Dziękuję bardzo za odpowiedzi, tak też właśnie mi się wydawało. Konia kupiłam w maju 2013 roku, przez pewien czas nie było problemów z ex właścicielką ale w tym roku jej odbiło jest bardzo nachalna chciała się wbijać na siłę żeby go zobaczyć bo go bardzo kocha, teraz wymyśliła ze koń jest za chudy i wygląda jak szkapa (a ona na koniach absolutnie się nie zna, mało tego większość jego problemów behawioralnych które ja naprawiłam, wynikało z jej postępowania, dotarło to do mnie i nie chcę by ona miała cokolwiek z tym koniem do czynienia). W każdym razie, nie zamierzam już z nią rozmawiać, pisać ani umawiać się. Jest to zbyt kłopotliwe i koń też się stresuje gdy ją widzi.
rybka   Różowe okulary..
06 grudnia 2015 11:24
Czy ktoś z Was może orientuje się  jak od strony prawnej wygląda przeniesienie formalne prowadzenia firmy np do Anglii lub innego kraju UE ?
Rudzik, ale przecież o tym pisałam. Że zapisy umowy nie mogą być Sprzeczne z zapisami KC. Ty wyskoczyłaś z semiimperatywnością.
Wg KC nie ma takiej opcji, żeby ograniczyć prawa własności w przypadku nabycia rzeczy (nie licząc ustanawiania zabezpieczeń itp).
Dlatego m.in. nie kupujemy np. Windows 8, tylko "licencję na użytkowanie".
Jak kupiłam coś, i zapłaciłam, to jest Moje. A jak jest Moje, to innym wara. I żadne "chyba, że strony ustalą inaczej" nie wchodzi w rachubę.
Inaczej, kupując np. smartfona, mogłabym się dowiedzieć, że mogę go nosić tylko w niebieskim futerale.
Rudzik   wolę brzydkiego konia, niż piękną sukienkę
07 grudnia 2015 07:30
Halo no to ok, jeśli ty ukończyłaś również fakultet z prawa, to ja już kończę tą dyskusję z Tobą.
Sprzeczny z KC nie może być żaden zapis umowy. Może być inny niż KC, ale tylko wtedy gdy KC na to pozwala. Doucz się, zanim zaczniesz doradzać w każdym wątku, albo może pozostań przy radach w tematach, na których się znasz. Koniec.
Rudzik, nie ukończyłam prawa, choć mam wielu prawników w rodzinie. Alem jak każdy dorosły, trochę żyjący na tym świecie człowiek. miałam do czynienia z system prawnym, a że ogólnie czytanie nie sprawia mi kłopotów, a treść kodeksów nie jest wiedzą tajemną, to coś tam wiem.
Na początku zaznaczyłam, że nie jestem prawnikiem,  z nadzieją, że prawnik poprawi moją wypowiedź.
W pierwszej chwili uwierzyłam, że ty jesteś prawnikiem, i właśnie poprawiłaś. A potem okazało się, że wprowadziłaś dezinformację.

Oto, co napisałam ja:
myślę, że powie ci to też prawnik. Umowa kupna jest podrzędna wobec wyższych aktów prawnych, kodeksu cywilnego.


Na co ty:
Halo nie do końca jest tak jak piszesz. Przepisy KC są semiimperatywne, tj obowiązują o ile umowa nie stanowi inaczej.

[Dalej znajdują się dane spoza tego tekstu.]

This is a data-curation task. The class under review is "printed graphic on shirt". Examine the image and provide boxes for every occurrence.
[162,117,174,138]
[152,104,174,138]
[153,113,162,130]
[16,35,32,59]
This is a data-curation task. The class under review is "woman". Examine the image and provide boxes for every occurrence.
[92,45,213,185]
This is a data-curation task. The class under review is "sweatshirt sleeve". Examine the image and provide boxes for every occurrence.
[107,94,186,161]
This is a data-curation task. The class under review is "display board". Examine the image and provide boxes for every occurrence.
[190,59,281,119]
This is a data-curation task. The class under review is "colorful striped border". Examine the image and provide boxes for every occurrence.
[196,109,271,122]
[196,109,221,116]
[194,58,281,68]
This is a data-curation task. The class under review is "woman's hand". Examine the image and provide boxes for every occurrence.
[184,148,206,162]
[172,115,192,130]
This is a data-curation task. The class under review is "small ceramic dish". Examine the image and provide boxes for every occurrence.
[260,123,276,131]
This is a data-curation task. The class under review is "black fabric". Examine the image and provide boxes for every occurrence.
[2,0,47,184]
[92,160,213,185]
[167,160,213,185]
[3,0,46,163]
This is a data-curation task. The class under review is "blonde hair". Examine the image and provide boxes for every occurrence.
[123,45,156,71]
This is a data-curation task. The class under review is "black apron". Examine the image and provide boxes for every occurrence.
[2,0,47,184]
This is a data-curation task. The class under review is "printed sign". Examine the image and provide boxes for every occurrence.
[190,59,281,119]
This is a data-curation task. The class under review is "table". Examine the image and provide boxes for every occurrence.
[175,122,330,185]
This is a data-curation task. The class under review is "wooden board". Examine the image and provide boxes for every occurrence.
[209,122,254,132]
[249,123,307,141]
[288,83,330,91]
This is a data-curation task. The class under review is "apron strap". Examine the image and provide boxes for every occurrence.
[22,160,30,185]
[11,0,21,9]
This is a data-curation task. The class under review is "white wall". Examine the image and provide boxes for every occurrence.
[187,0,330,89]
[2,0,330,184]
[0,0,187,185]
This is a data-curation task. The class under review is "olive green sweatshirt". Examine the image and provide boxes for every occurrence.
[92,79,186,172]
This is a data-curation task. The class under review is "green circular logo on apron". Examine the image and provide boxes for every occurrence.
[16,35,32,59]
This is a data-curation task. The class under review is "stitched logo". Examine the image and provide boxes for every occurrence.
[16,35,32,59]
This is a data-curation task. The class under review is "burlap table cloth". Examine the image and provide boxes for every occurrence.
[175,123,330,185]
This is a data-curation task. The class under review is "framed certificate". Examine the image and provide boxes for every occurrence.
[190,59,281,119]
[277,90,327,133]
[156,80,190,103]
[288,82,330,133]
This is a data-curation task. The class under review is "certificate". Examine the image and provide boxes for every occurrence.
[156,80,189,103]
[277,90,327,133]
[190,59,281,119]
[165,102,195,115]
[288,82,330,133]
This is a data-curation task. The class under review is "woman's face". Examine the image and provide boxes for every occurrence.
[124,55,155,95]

Po czym długo tłumaczysz, że jednak obowiązują, chyba, że jest zaznaczone inaczej, chyba, że jest dowolność.

To jak w końcu co do meritum? (bo chcę o meritum, bez wycieczek osobistych). Czy ktoś, kto zawarł ważną(!) umowę kupna, może swobodnie dysponować swoją własnością, nawet wbrew ograniczającym zapisom tej umowy, czy nie może?
I proszę, bez "to zależy". Sprawa czytelna. Umowa kupna Ważna, a w tej umowie zapis ograniczający prawo dysponowania przedmiotem sprzedaży w formie nakazowej.
Czyli sytuacja taka: Kupiłam psa z hodowli, a w umowie zapis, że będę go wystawiać na wystawach. Taki zapis mnie obowiązuje, czy nie? Jeśli tak/nie, to dlaczego?
To jak w końcu co do meritum? (bo chcę o meritum, bez wycieczek osobistych). Czy ktoś, kto zawarł ważną(!) umowę kupna, może swobodnie dysponować swoją własnością, nawet wbrew ograniczającym zapisom tej umowy, czy nie może?

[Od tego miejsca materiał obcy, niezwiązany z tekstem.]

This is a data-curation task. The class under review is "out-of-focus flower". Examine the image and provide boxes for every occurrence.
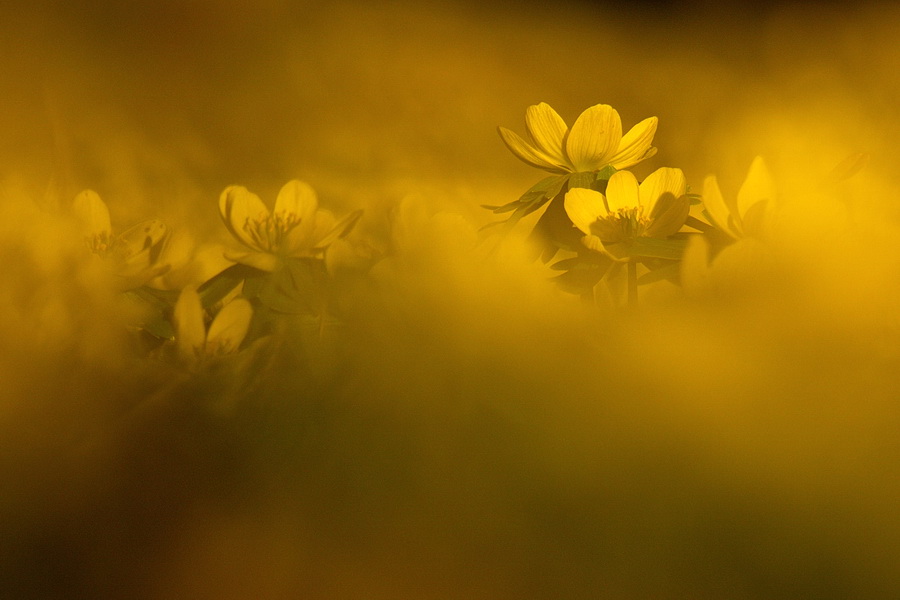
[218,180,361,272]
[72,190,170,289]
[564,168,689,256]
[498,102,657,174]
[173,286,252,364]
[702,156,776,240]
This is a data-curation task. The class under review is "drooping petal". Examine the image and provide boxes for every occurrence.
[604,170,641,212]
[608,116,658,170]
[206,298,253,355]
[497,127,568,173]
[564,104,622,173]
[736,156,775,220]
[173,286,207,362]
[72,190,112,237]
[219,185,269,250]
[645,192,690,238]
[701,175,738,238]
[640,167,686,215]
[525,103,570,166]
[564,188,608,235]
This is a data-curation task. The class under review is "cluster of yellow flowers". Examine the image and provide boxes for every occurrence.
[494,101,857,306]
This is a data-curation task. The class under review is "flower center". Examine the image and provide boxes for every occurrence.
[593,207,650,243]
[85,231,113,257]
[243,211,301,253]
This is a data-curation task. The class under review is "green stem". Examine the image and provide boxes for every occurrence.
[627,259,638,308]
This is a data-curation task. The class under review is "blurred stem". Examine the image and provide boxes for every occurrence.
[627,259,638,307]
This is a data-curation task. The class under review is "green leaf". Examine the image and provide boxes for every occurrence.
[625,237,689,260]
[483,174,570,233]
[637,261,682,285]
[252,258,329,315]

To ja poprosze o szczegóły takiej umowy, bo
Art. 155. § 1. Umowa sprzedaży, zamiany, darowizny, przekazania nieruchomości lub inna umowa zobowiązująca do przeniesienia własności rzeczy co do tożsamości oznaczonej przenosi własność na nabywcę, chyba że przepis szczególny stanowi inaczej albo że strony inaczej postanowiły.

W tym przypadku Roksarih moze swobodnie dysponować swoim koniem (sprzedać, porzucić, użytkować, etc.) ponieważ eks-właścicielka praw własności nie ograniczyła.
Roksarih zobowiązała się tylko do informowania o koniu, nic więcej, ale własność pełną ma.
Przykladem ograniczenia prawa własności, jest np. zastrzeżenie pierwokupu. Czyli Ty mi sprzedajesz konia, ale zastrzegasz sobie prawo, że przy daleszej sprzedaży mam najpierw sprzedać go tobie. Chyba że zrezygnujesz, to sprzedaję komukolwiek. Ale sprzedanie komukolwiek bez informowania ciebie jest złamaniem umowy cywilnej jaką zawarlyśmy na początku.
Rudzik   wolę brzydkiego konia, niż piękną sukienkę
07 grudnia 2015 19:56
Halo, ja sie poddaje...
Ja mam w rodzinie kardiochirurga, ale nie robię wykładów na temat przeszczepów
halo- Czerpiemy od ciebie pełnię wiedzy, już jej próbkę dalaś nam wątku ,, wybory 2015 '' . Gratuluję wyczucia .Twoja wiedza i umiejętność przewidywania powaliła większość na tym forum  😵
E., to jak z tym psem? Gdy w umowie kupna szczeniaka jest zobowiązanie do wystawiania na wystawach - obowiązuje, czy nie?
A jeśli obowiązuje, a nie będę wystawiać, to w jaki sposób hodowca może się tego domagać (wystawiania)?
A pierwokup dotyczy sytuacji zmiany własności, prawda? Nie władania rzeczą w okresie jej posiadania?
A można zapisać w umowie, że kupujący konia nie może go golić? I to będzie obowiązywać?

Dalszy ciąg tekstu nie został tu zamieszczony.